A-3: shortestPath() BFS workaround

import re

_SAFE_IDENTIFIER = re.compile(r"^[A-Za-z_][A-Za-z0-9_]*$")

def safe_identifier(value: str) -> str:
    """Validate a label or relationship type before Cypher f-string interpolation."""
    if not _SAFE_IDENTIFIER.match(value):
        raise ValueError(f"Unsafe Cypher identifier: {value!r}")
    return value


def find_shortest_path(db, src_canonical: str, dst_canonical: str, max_hops: int = 4):
    """
    BFS-based shortest path workaround for shortestPath() (#468).
    Only practical for small graphs (< 2K nodes) or tight hop limits (<= 3).
    """
    rows = db.to_dicts(
        f"MATCH path = (a:Entity {{canonical: $src}})-[*1..{max_hops}]-(b:Entity {{canonical: $dst}}) "
        "RETURN length(path) AS hops "
        "ORDER BY hops ASC LIMIT 1",
        {"src": src_canonical, "dst": dst_canonical},
    )
    return rows[0]["hops"] if rows else None
import re
from graphforge import GraphForge

_SAFE_IDENTIFIER = re.compile(r"^[A-Za-z_][A-Za-z0-9_]*$")

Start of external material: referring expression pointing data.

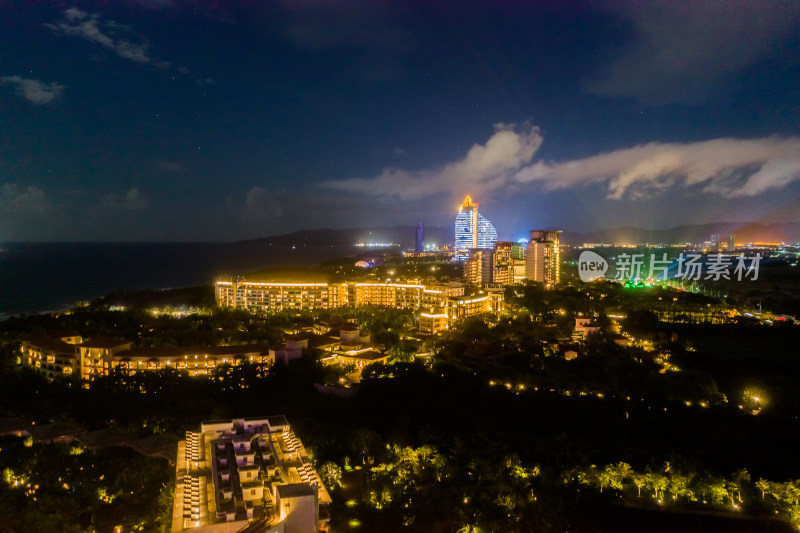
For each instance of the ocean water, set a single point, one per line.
(38, 277)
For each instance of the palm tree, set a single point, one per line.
(762, 485)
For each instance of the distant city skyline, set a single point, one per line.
(128, 121)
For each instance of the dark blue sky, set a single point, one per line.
(182, 120)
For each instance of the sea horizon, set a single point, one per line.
(41, 277)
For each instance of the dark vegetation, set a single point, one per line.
(495, 431)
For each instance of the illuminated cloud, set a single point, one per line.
(34, 91)
(485, 167)
(727, 167)
(106, 33)
(14, 199)
(132, 200)
(262, 204)
(689, 52)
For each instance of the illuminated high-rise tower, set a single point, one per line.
(543, 257)
(473, 230)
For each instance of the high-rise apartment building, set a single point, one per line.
(543, 257)
(472, 230)
(478, 267)
(503, 263)
(715, 243)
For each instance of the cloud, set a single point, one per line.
(363, 24)
(727, 167)
(132, 200)
(484, 168)
(171, 166)
(14, 199)
(116, 37)
(34, 91)
(261, 203)
(687, 52)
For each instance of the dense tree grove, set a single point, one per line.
(494, 428)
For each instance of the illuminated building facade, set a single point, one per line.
(543, 257)
(52, 356)
(268, 296)
(478, 267)
(472, 230)
(249, 473)
(503, 263)
(280, 296)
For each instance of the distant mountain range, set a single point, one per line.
(404, 236)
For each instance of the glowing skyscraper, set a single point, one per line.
(543, 257)
(473, 230)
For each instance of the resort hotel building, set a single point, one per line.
(472, 230)
(247, 475)
(57, 353)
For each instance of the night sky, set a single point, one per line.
(159, 120)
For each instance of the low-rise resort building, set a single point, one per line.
(247, 474)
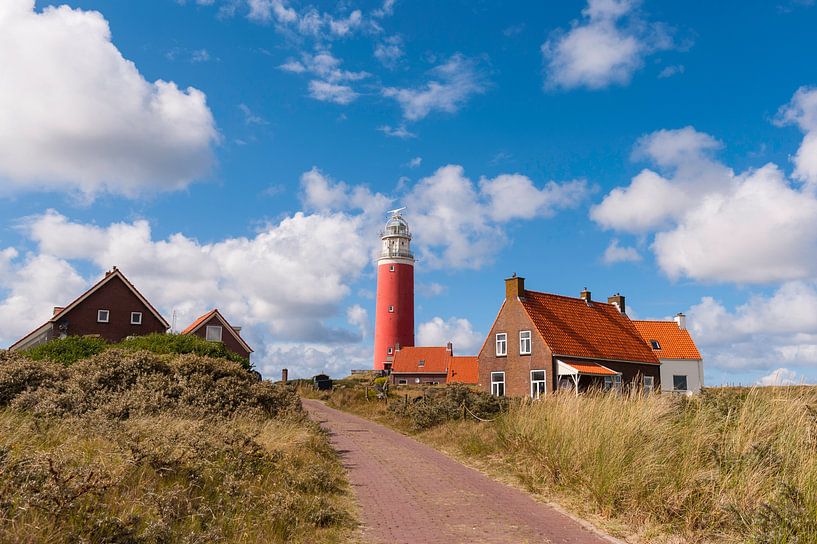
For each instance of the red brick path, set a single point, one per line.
(410, 493)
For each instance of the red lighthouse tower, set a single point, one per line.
(394, 314)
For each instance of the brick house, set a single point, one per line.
(431, 366)
(682, 367)
(112, 309)
(540, 342)
(213, 327)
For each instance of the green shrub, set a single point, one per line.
(67, 351)
(449, 403)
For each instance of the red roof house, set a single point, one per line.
(112, 309)
(540, 342)
(214, 327)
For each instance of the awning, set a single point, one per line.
(570, 367)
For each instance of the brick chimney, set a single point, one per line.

def safe_id(value: str) -> str:
    if not _SAFE_IDENTIFIER.match(value):
        raise ValueError(f"Unsafe Cypher identifier: {value!r}")
    return value


def ingest_documents(db: GraphForge, documents: list[dict], model: str = "mock-v1"):
    """
    Process documents with a single batch transaction for atomicity.
    Validates label/rel_type identifiers before interpolation.
    """
    db.begin()
    try:
        for doc in documents:
            db.execute(
                "MERGE (d:Document {id: $id}) "
                "ON CREATE SET d.title = $title, d.ingested = datetime() "
                "ON MATCH  SET d.title = $title",
                {"id": doc["id"], "title": doc["title"]},
            )
            extraction = extract(doc["text"])  # your LLM call here

            for ent in extraction["entities"]:
                label = safe_id(ent["label"])   # validate before interpolation
                db.execute(
                    f"MERGE (e:Entity:{label} {{canonical: $canonical}}) "
                    "ON CREATE SET e.name = $name, e.created = datetime() "
                    "ON MATCH  SET e.name = $name",
                    {"canonical": ent["canonical"], "name": ent["name"]},
                )
                db.execute(
                    "MATCH (d:Document {id: $doc_id}), (e:Entity {canonical: $canonical}) "
                    "MERGE (d)-[:MENTIONS]->(e)",
                    {"doc_id": doc["id"], "canonical": ent["canonical"]},
                )

            for rel in extraction["relationships"]:
                rel_type = safe_id(rel["type"])  # validate before interpolation
                db.execute(
                    "MATCH (src:Entity {canonical: $src}), (dst:Entity {canonical: $dst}) "
                    f"MERGE (src)-[r:{rel_type}]->(dst) "
                    "ON CREATE SET r.confidence = $conf, r.model = $model, "
                    "             r.created = datetime() "
                    "ON MATCH  SET r.confidence = $conf, r.model = $model, "
                    "             r.updated = datetime()",
                    {
                        "src":   rel["src"],
                        "dst":   rel["dst"],
                        "conf":  rel["confidence"],
                        "model": model,
                    },
                )
        db.commit()
    except Exception:
        db.rollback()
        raise

Appendix B: Benchmark Methodology

Environment: macOS 15.4, Apple Silicon. All timings are wall-clock (single process, no parallelism). GraphForge is in-memory (GraphForge()) unless noted.

Neighbourhood benchmark: scripts/benchmark_neighbourhood.py. Graphs are random Erdős–Rényi with fixed seed=42. Latency is median (p50) over 10 iterations from the same seed node (e0).

Transaction benchmark: Inline script (not committed — see Phase 3 probe). 100 synthetic documents with 3–5 entity MERGEs and 2–4 relationship MERGEs per document. Entities drawn from a pool of 50 canonical IDs (many collisions, exercises ON MATCH path). Timing is total wall-clock for all 100 documents.

bulk_ingest() speedup: 500 nodes + 500 edges, execute(MERGE) pattern (not create_node_bulk). Measured with and without bulk_ingest() context manager.